Mentre svaligiano (di nuovo) la villa di Denis Verdini, i ladri danno fuoco alla foto di Matteo Salvini

Furto nella villa di Denis Verdini, ex parlamentare ed ex coordinatore nazionale prima di Forza Italia e poi di Ala. I ladri hanno infatti colpito l’abitazione di Pian de’ Giullari la scorsa settimana quando – con tutta probabilità – l’ex parlamentare non si trovava in città.

È grazie a questa assenza se i ladri hanno potuto agire indisturbati e hanno avuto tutto il tempo per mettere a segno il colpo.

Secondo quanto ricostruito dai carabinieri del Comando provinciale, poi intervenuti sul posto, i malviventi avrebbero forzato una finestra della villa e a quel punto sono riusciti ad entrare all’ interno dell’abitazione, dove hanno avuto tutto il tempo per mettere a soqquadro le stanze.

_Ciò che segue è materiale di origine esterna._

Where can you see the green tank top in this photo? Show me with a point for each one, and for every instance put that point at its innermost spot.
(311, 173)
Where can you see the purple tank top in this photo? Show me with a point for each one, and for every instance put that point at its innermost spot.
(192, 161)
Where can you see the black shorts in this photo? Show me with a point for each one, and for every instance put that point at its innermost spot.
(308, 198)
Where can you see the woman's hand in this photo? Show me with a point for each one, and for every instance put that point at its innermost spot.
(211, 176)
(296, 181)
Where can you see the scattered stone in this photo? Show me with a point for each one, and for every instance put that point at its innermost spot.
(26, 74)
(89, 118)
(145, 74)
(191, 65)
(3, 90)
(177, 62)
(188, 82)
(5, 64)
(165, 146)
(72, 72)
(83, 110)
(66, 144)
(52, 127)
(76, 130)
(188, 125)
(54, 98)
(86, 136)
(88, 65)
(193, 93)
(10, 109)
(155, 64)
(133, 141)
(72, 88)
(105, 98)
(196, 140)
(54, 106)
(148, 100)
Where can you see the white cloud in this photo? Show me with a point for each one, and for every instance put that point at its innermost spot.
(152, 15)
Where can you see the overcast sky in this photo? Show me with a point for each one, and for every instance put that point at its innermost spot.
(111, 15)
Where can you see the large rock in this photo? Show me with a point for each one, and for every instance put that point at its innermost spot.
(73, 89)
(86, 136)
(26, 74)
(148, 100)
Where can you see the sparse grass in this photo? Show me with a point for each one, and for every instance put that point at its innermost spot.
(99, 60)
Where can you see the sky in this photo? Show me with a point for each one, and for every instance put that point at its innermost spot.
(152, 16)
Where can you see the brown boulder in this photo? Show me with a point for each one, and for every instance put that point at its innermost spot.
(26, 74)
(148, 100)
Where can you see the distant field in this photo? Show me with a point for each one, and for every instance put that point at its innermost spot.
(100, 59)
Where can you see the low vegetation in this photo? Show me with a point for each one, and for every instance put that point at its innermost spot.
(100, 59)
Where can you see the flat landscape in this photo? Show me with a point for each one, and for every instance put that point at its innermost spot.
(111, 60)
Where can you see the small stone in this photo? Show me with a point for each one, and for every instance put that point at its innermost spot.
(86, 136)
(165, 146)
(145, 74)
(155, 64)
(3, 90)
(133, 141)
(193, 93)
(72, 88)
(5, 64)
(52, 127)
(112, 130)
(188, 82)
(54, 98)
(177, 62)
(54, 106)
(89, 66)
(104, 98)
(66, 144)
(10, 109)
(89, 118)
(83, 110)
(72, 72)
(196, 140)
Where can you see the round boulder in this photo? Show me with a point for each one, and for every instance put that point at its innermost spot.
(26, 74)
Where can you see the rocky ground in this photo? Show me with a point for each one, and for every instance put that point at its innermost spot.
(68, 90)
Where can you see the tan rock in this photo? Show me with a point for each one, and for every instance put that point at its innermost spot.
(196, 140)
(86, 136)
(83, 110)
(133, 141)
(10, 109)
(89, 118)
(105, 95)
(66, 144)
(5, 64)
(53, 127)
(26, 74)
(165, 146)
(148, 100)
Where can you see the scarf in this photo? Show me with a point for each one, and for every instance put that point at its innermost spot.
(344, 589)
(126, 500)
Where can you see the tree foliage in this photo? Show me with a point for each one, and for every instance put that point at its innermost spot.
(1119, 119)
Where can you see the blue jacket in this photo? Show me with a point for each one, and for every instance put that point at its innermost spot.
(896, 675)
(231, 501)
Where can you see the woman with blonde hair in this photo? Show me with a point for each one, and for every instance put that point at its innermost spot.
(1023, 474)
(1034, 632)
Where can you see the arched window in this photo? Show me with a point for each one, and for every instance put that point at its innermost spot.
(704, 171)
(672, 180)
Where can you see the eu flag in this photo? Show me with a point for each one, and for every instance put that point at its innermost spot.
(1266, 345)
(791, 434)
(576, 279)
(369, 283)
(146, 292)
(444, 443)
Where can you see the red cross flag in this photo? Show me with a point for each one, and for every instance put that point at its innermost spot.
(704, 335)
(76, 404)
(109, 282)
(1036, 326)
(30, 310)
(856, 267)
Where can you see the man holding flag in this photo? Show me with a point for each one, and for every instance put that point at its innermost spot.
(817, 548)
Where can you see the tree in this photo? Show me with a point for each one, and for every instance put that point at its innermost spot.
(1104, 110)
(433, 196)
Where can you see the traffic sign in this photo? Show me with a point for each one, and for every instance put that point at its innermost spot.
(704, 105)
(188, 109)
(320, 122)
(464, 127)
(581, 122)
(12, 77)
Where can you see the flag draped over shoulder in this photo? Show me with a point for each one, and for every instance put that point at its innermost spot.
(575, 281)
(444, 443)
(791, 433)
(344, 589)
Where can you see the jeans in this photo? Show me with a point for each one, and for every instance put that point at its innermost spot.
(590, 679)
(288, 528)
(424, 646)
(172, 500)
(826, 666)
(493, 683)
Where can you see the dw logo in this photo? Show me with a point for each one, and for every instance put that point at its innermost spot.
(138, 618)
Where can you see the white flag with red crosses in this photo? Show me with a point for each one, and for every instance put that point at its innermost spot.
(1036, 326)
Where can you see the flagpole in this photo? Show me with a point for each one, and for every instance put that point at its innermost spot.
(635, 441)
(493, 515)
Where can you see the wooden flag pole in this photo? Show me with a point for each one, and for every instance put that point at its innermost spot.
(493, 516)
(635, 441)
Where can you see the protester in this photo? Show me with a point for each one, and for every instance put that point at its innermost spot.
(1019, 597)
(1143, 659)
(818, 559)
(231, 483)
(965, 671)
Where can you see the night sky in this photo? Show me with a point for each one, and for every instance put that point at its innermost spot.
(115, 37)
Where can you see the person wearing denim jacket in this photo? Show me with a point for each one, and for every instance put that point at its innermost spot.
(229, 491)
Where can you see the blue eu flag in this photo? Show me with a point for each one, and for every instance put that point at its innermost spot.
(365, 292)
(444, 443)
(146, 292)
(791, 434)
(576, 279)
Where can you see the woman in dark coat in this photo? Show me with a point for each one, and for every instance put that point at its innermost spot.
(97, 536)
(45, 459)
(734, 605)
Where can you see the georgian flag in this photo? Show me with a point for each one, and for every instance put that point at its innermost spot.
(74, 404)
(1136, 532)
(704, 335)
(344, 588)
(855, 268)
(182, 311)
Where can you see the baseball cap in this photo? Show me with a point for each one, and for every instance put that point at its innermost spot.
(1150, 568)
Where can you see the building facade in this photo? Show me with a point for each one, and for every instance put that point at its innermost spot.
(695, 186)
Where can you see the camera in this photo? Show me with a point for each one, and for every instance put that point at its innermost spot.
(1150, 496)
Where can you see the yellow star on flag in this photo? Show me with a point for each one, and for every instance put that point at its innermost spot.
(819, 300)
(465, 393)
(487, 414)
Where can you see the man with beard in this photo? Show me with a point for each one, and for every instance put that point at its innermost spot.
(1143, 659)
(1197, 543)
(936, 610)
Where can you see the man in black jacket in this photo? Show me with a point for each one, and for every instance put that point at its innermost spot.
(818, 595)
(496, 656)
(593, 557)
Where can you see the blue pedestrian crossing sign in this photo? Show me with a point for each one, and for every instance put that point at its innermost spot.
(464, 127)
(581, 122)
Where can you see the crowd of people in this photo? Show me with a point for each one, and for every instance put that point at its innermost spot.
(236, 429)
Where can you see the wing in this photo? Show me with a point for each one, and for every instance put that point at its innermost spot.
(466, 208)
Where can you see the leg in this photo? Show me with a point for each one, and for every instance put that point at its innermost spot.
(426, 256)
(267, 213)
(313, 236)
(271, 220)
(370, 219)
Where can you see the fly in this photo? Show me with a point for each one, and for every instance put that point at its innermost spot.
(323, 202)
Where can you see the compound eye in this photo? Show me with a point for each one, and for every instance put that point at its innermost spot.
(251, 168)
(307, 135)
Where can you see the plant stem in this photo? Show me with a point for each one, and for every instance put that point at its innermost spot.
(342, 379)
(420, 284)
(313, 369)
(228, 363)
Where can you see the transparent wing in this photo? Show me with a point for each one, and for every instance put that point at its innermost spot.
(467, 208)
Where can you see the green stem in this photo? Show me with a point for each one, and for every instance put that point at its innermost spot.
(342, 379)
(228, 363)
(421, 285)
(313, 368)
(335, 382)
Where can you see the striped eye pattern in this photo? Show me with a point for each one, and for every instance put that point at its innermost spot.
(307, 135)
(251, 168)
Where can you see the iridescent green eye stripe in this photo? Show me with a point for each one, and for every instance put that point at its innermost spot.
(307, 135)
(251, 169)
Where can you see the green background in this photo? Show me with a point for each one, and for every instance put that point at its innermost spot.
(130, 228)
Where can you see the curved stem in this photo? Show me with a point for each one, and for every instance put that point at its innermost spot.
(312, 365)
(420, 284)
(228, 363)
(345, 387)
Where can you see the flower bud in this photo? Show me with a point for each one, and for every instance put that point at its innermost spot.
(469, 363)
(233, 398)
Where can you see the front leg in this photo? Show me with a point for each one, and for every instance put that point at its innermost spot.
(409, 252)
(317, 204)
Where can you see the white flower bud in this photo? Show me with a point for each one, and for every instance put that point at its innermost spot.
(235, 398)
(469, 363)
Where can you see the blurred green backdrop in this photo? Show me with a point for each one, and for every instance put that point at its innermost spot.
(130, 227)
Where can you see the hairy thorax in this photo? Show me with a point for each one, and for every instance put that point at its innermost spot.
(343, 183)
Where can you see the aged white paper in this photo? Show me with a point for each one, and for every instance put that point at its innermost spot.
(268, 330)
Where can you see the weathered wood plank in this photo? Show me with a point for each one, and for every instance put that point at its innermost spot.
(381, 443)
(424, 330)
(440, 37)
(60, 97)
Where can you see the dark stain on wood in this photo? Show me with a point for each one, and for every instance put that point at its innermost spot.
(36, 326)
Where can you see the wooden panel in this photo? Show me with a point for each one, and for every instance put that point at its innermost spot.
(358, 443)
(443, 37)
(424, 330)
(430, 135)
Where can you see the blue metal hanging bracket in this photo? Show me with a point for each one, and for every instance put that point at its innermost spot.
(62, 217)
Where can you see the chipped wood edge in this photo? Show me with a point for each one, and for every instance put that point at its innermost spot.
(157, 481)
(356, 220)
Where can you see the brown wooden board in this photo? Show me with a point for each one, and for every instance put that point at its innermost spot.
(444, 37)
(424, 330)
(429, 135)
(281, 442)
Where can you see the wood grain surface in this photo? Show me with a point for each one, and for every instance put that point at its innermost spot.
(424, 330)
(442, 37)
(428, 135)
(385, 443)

Che cosa i ladri abbiano portato via è ancora troppo presto per saperlo: soltanto nelle prossime ore si potrà stabilire con esattezza quali siano gli oggetti rubati. Una cosa, però, è certa: i ladri sono stati attratti da un quadro raffigurante il segretario della Lega ed ex ministro dell’ Interno Matteo Salvini, che non ha mai nascosto di vivere una storia di amore con Francesca Verdini, figlia di Denis. Che cosa avrebbero fatto i ladri? Avrebbero preso un accendino per poi annerire il dipinto che raffigura proprio Salvini.

Dopo aver messo a segno il colpo, i malviventi sarebbero poi passati dalla finestra che avevano forzato. Una volta dato l’allarme, sul posto sono intervenuti i carabinieri che hanno cercato di trovare qualche indizio utile attraverso eventuali impronte digitali.

Da alcuni giorni vengono passate al setaccio anche le immagini delle telecamere di sicurezza della zona.

Non è la prima volta che la villa di Verdini viene presa di mira. Nell’aprile scorso, infatti, alcuni ladri entrarono in azione in una delle ville della famiglia, quella in via Gherardo Silvani, che da Firenze porta al Galluzzo. Una decina prima – in quella abitazione – era stato ospite Salvini. I carabinieri stanno cercando di capire se a colpire Verdini sia stata la stessa banda.